I'm putting this here to track down some weird behavior I'm seeing when I was testing the verify-chain branch.

pyOpenSSL: 0.14
cryptography: 0.7.2

Test fails on: OpenSSL: 1.0.2 22 Jan 2015 (Homebrew OpenSSL)
Test passes on: OpenSSL: 0.9.8zc 15 Oct 2014 (OS X 10.10.2 OpenSSL)

from OpenSSL.crypto import load_certificate
from OpenSSL.crypto import FILETYPE_PEM
from OpenSSL.test.test_crypto import root_cert_pem

cert = load_certificate(FILETYPE_PEM, root_cert_pem)
assert cert.has_expired() == False

[mrjefftang]

It looks like the return value of the call to ASN1_UTCTIME_cmp_time_t returns -2 which is an error condition.

The function changed in this commit: openssl/openssl@46a6cec

According to the OpenSSL changelog, it was added after 1.0.1k and landed in the 1.0.2 release.

[mrjefftang]

This is no longer an issue with OpenSSL 1.0.2a (the bug occurred in 1.0.2).

[hynek]

So it seems as if there’s still some problem here.

On 1.0.2d, ASN1_UTCTIME_cmp_time_t returns -2 in our test_root_has_not_expired.

I’ve glanced over OpenSSL and googled it but couldn’t find anything helpful related to it.

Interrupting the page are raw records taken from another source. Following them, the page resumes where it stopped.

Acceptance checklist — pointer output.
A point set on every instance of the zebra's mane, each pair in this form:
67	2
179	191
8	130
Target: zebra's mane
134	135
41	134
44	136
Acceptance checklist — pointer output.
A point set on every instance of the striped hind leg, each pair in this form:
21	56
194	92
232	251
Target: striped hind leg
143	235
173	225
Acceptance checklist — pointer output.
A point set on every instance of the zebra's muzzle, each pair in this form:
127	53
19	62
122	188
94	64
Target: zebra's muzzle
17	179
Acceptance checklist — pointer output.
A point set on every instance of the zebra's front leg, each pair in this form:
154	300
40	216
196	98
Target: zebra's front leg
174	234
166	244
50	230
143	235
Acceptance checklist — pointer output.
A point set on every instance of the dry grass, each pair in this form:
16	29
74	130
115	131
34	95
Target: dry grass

The certificated used in the test FWIW expires in 2017…

[hynek]

Seems like there’s no less than three reasons why ASN1_UTCTIME_cmp_time_t could return -2: https://github.com/openssl/openssl/blob/0d0099ea3b1825fe51bce11e076292e408b55feb/crypto/asn1/a_utctm.c#L245-L252

[hynek]

To be clear, this seems to be a bug from us because we use the function wrong? Could it be related to #311?

[reaperhulk]

gm_time_adj (which is used in this test) properly does UTCTIME vs GENERALIZEDTIME so that's not the issue here (although the unconditional use of UTCTIME is incorrect). I'm looking into this a bit more.